Vem de longe a crueldade de transformar vítimas do sexo feminino em monstros. De tratar violência com mais violência. De desumanizar as vítimas e jogar sobre elas a culpa pela violência que sofreram. Um dos “monstros” mais famosos e temidos da mitologia grega, a górgona Medusa, antes de ser abatida pelo “heróico” Perseu, nunca fez mal a ninguém. Muito pelo contrário, tratava-se de uma jovem sacerdotisa, de beleza singular, que servia à Deusa da sabedoria, Atenas, inclusive seguindo seus preceitos de castidade.
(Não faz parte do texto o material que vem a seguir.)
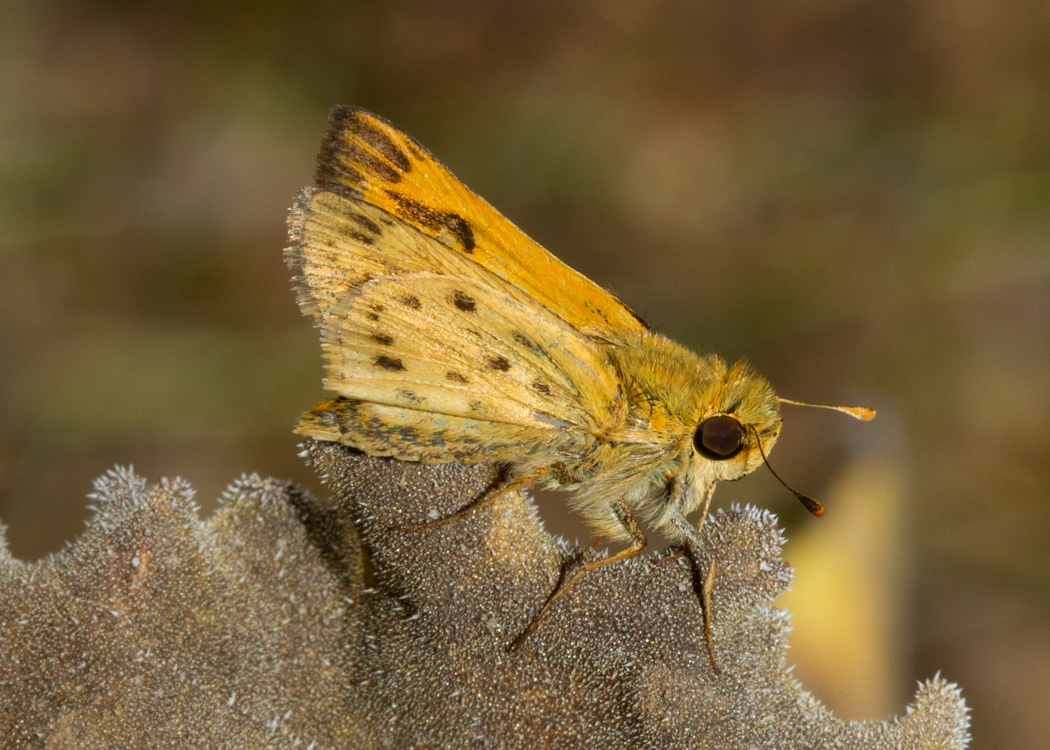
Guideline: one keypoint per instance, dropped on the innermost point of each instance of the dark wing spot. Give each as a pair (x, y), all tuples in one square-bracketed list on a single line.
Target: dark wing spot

Um belo dia, Poisedon, “deus” dos mares e dos rios, para se vingar de sua sobrinha Atenas, de quem havia perdido uma disputa, resolve estuprar a jovem sacerdotisa. Por mais que Medusa tenha tentado fugir dele, acabou sendo subjugada por sua força _ afinal, ele era um “deus” _, e abusada sexualmente, no Templo de Atenas. A “deusa”, chateada, por terem violado seu templo, se vinga não do responsável pela violação, mas da vítima, transformando seus cabelos em cobras e seus olhos em armas petrificantes.
Ou seja, Medusa primeiro é violentada por um “deus” masculino e depois punida, por ter sido violentada, por uma “deusa” feminina. Nada muito diferente do que a gente vê acontecer em nossa sociedade atualmente. Quando meninas, jovens e mulheres são agredidas sexualmente e acusadas de terem seduzidos seus algozes. De vítimas a monstros. Histórias que nos são contadas em uma sociedade patriarcal, tanto quanto a da Medusa, por quem tem o domínio da narrativa: os homens. Endossados por mulheres machistas. O que é ainda mais triste…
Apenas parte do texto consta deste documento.